Another difference is the wide universal coverage and, in addition, the freshness of the event in the public memory. The film can add a little more through reportage or revelation. As a result, the route is not exactly the dream of a documentary purist. Director Chris Smith chooses to recreate the journey of the central figure of Rick Singer based on transcripts from the FBI. Actor Matthew Modin plays Rick Singer, and several other actors double as high-ranking parents seeking Singer’s help with curious phone calls. The re-creation is dotted with an intelligent assortment of talking heads – cultural commentators, journalists, lawyers, cops and students – as well as fleeting archival footage. In essence, the film becomes a hybrid docudrama, and in this process it affects neither the facts nor the fiction.

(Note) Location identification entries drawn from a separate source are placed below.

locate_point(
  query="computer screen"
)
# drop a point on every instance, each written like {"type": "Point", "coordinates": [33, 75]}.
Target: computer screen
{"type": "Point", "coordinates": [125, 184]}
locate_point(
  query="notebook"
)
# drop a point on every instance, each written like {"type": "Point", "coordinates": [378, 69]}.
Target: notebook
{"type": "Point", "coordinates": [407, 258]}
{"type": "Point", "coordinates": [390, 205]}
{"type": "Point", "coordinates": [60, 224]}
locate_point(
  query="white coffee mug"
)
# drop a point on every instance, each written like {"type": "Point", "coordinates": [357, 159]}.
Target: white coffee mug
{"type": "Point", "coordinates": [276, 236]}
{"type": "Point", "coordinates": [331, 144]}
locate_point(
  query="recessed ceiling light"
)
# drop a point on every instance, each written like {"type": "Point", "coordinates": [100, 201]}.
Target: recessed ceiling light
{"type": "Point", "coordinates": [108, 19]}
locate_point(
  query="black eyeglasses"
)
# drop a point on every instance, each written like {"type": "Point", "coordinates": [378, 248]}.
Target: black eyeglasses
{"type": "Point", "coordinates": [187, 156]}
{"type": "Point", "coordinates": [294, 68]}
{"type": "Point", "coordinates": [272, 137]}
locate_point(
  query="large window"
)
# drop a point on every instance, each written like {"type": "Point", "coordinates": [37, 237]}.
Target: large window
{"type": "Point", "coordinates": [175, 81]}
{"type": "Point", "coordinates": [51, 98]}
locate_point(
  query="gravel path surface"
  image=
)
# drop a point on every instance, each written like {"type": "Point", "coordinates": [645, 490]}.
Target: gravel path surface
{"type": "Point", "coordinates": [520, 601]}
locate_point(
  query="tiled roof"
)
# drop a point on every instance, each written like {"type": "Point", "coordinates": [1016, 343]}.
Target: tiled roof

I suppose it is difficult to reveal the anatomy of fraud in a strictly documentary sense. Everything is very complicated. Parents donated to the Rick Foundation in exchange for a guaranteed place for athletic quotas at an elite college. The kicker, of course, is that these kids aren’t exactly athletes – Rick and his lower-level network of contacts and sports directors at institutions swear to give them a fake profile, which sometimes includes staging (water polo, sailing, basketball) photo shoots. This, combined with a standardized test rocket carefully conducted in various states, makes Rick go to a man for strong figures, desperate to give his children a five-star education. Given that the characters involved lead a secret double life – setting up a front to sell and buy “products” – perhaps the dramatized style (with artists filling in real people) makes sense on a strange metaphorical level. Or maybe I’m just grabbing straws for some meaning here. Lack of access aside, I see no artistic reason for a documentary to be shown instead of suggesting and telling instead of revealing. Unless it’s bad TV with patrol crimes.

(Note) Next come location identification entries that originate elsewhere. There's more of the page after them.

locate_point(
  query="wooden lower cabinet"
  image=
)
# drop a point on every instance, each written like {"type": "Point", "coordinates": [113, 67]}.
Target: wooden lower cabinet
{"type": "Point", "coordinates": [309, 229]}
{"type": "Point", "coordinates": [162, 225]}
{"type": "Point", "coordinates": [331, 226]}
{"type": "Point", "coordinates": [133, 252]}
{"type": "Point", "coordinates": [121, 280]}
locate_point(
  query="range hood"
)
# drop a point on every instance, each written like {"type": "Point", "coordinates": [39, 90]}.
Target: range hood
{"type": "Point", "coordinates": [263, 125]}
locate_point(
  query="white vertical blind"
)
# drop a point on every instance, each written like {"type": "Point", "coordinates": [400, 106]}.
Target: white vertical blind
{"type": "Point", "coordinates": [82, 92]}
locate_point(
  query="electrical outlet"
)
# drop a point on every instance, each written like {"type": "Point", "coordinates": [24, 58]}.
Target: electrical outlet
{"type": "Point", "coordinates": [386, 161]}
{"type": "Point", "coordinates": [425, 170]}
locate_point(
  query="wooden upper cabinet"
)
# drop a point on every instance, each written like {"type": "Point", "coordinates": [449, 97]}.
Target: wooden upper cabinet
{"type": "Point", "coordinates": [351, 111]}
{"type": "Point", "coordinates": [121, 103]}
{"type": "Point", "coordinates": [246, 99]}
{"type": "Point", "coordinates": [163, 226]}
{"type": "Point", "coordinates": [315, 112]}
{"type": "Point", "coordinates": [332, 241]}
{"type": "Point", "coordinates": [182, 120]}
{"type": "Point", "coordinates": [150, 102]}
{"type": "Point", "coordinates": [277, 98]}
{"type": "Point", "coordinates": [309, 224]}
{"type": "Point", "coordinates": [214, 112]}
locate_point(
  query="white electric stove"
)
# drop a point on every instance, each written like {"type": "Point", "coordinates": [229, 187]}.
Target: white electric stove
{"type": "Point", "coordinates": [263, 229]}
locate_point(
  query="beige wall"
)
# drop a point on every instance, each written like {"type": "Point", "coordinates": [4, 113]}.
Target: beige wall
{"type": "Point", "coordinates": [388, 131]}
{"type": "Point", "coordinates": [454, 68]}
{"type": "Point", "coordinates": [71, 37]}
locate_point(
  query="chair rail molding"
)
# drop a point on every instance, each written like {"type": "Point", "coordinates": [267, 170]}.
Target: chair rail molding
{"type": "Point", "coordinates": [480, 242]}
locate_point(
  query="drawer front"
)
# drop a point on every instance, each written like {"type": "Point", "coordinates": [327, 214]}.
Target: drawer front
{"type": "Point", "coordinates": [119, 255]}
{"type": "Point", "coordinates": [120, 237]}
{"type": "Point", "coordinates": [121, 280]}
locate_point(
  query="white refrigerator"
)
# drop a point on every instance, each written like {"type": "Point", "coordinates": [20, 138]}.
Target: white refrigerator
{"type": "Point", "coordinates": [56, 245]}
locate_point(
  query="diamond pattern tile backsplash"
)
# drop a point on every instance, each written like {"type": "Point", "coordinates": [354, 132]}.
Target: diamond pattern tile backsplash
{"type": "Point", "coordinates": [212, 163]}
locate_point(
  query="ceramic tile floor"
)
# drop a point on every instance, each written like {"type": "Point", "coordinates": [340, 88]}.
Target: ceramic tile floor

But the only thing Operation Varsity Blues provides a sense of perspective. Those who know about our own fraud with Vyapam from 2013 will recognize a familiar ring. The story we see is that of Rick Singer, the leader of America’s biggest education scandal. But the documentary ultimately reminds us that he is just Frankenstein’s monster. This does not mean that Singer and the parents who want to circumvent the rules are the victims. But it’s the bigger picture that makes them possible. Singer simply sings about his dinner: it is the product of a capitalist system that turns parenting into a disease and ambition into a quantifiable asset. The film opens with a montage of real students who record their reactions to the results of the live reception. “Normal” people. The letters are rolling: Stanford, Yale, Harvard, USA, Brown. Some of them are in ecstasy, others inconsolable. This immediately sets the stakes, suggesting an ultra-competitive culture that is brainwashing teenagers to equate their future with the prestige of the name. As we watch these children tremble with excitement, one cannot help but wonder if they know exactly what they are mourning and celebrating. Are they really old enough to know the difference between education and higher education?

At the beginning of the documentary, the specifics of Singer’s scheme are revealed as a direct reef of the more traditional infrastructure. Its entrance through the side doors is not much different from the existing “back door entrance” – where the rich donate up to 40 million just for their children considered for a place. Seen from a more dramatic point of view, Singer’s entrepreneurial genius and his padded network of coaches and cohorts are the stuff of a classic outsider movie – one in which the lower rungs rebel against rich bosses who make all the donations without any accountability. The scary part: One can almost understand their motivation for inventing an illegal side door scheme to oppose the “legal” practice of the back door. Somehow, if they succeed, they are working class heroes, victims of the rich and stupid to get out of the system. If everything goes pear-shaped, which is true, then it’s hard not to look at Singer and the team as relatively poor in a game of conquered lands of kings and queens. This, of course, is a dangerous worldview for breastfeeding. But even more dangerous is that the real villains remain invisible in their iv (or) y-league castles. After all, the whole world is a reversal of ghosts.